The latter allowed him to appear for Glamorgan in one Minor County Championship match in 1912, before embarking on a coaching career which saw him rise to the position of the Welsh county’s Assistant Coach during the early 1930s.
Born at the White Horse Hotel near Canterbury, Arthur had a brief Army career as a cadet in the Royal west Kents – before joining the groundstaff of his native Kent at the age of seventeen, and although he was a prolific scorer in club cricket, he never progressed beyond 2nd XI and colts matches.
His record however drew the attention of Hampshire and in June 1895 Arthur made his first-class for them against Essex at Leyton. After two further appearances, he secured a contract with the Southampton-based club and played for them until 1904. During 1897 Arthur scored his maiden first-class century against Sussex at Portsmouth, whilst in 1901 he passed the thousand mark for the one and only time in his career, ending the summer with 1020 first-class runs to his name.
Some in the corridors of power at Hampshire had expected Arthur to have more productive seasons and after just 458 runs in 1902, he made just nine appearances in first-class games in 1903, before being released at the end of the 1904. He was though granted a benefit, probably as a sweetener, and as if to prove his detractors wrong, Arthur made a career-best 162* in his Benefit Match against Surrey at the Northlands Road ground in Southampton during 1904.
In 1905 he accepted a player-coach role in Johannesburg, before playing a similar role with Prince Ranjitsinji at various grounds in Sussex.
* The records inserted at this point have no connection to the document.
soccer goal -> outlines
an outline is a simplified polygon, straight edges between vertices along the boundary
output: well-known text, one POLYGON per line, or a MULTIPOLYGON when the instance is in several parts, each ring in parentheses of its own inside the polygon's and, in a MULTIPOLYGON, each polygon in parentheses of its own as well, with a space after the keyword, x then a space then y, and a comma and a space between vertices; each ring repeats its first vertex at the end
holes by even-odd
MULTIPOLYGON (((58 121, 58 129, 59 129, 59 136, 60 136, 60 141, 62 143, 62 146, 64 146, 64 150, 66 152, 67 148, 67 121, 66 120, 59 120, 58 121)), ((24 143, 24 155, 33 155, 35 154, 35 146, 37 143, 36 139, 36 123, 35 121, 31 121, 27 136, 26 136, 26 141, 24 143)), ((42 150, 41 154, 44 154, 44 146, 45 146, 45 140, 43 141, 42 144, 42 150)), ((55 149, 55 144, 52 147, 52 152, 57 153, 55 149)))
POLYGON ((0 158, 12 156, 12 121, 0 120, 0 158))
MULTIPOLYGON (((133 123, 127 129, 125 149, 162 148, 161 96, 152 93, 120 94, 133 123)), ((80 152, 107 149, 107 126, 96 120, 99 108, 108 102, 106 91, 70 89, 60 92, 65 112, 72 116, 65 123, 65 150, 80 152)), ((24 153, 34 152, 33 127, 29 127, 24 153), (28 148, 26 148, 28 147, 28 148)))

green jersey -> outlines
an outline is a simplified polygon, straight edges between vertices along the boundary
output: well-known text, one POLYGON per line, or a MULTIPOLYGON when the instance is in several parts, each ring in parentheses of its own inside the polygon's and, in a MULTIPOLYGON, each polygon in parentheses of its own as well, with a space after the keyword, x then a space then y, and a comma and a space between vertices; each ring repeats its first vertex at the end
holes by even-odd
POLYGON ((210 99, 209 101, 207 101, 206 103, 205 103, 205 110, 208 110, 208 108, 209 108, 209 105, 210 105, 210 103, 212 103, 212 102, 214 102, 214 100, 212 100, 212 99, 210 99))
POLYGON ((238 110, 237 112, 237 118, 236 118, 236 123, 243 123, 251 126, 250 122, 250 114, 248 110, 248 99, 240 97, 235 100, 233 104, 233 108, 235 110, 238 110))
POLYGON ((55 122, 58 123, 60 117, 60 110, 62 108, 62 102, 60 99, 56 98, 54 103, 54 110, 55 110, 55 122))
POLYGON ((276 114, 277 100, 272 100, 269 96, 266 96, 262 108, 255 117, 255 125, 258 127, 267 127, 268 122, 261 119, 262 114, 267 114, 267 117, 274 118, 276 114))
Arthur subsequently secured a professional appointment with the Manchester club, as well as Hill’s Plymouth in Merthyr and his batting for the latter resulted in appearances during 1912 for both Glamorgan against Surrey 2nd XI at The Oval as well as South Wales in their first-class match with the South African tourists at Swansea.
By this time, he was attached to Briton Ferry Steel CC and spent the winter months coaching in Johannesburg. After the Great War, Arthur mixed his duties as professional and groundsman with Briton Ferry Steel CC and subsequently Llanelli CC and Panteg CC, with coaching. He also secured a coaching position at Christ College, Brecon before acting as assistant coach with Glamorgan during the early 1930s. Arthur though was very much a traditionalist in his coaching methods and was renowned for a rather haughty and austere manner to these duties. He hated anything which was not in the coaching textbook, and one can only wonder how he would heave fared in the modern era of Twenty20 cricket!
His brother Fred was a well-known jockey and won the 1873 Derby aboard a horse called Doncaster, but only because the intended jockey for the race at Epsom had arrived at the course too drunk to take the ride! Fred Webb later trained racehorses in the UK and Hungary.
WEBB, Arthur Stuart.
Born – Bridge, Kent, 6 August 1868.
Died – Briton Ferry, 3 December 1952.
Career best performance
Minor County Championship – 29 v Surrey 2nd XI at The Oval, 1912.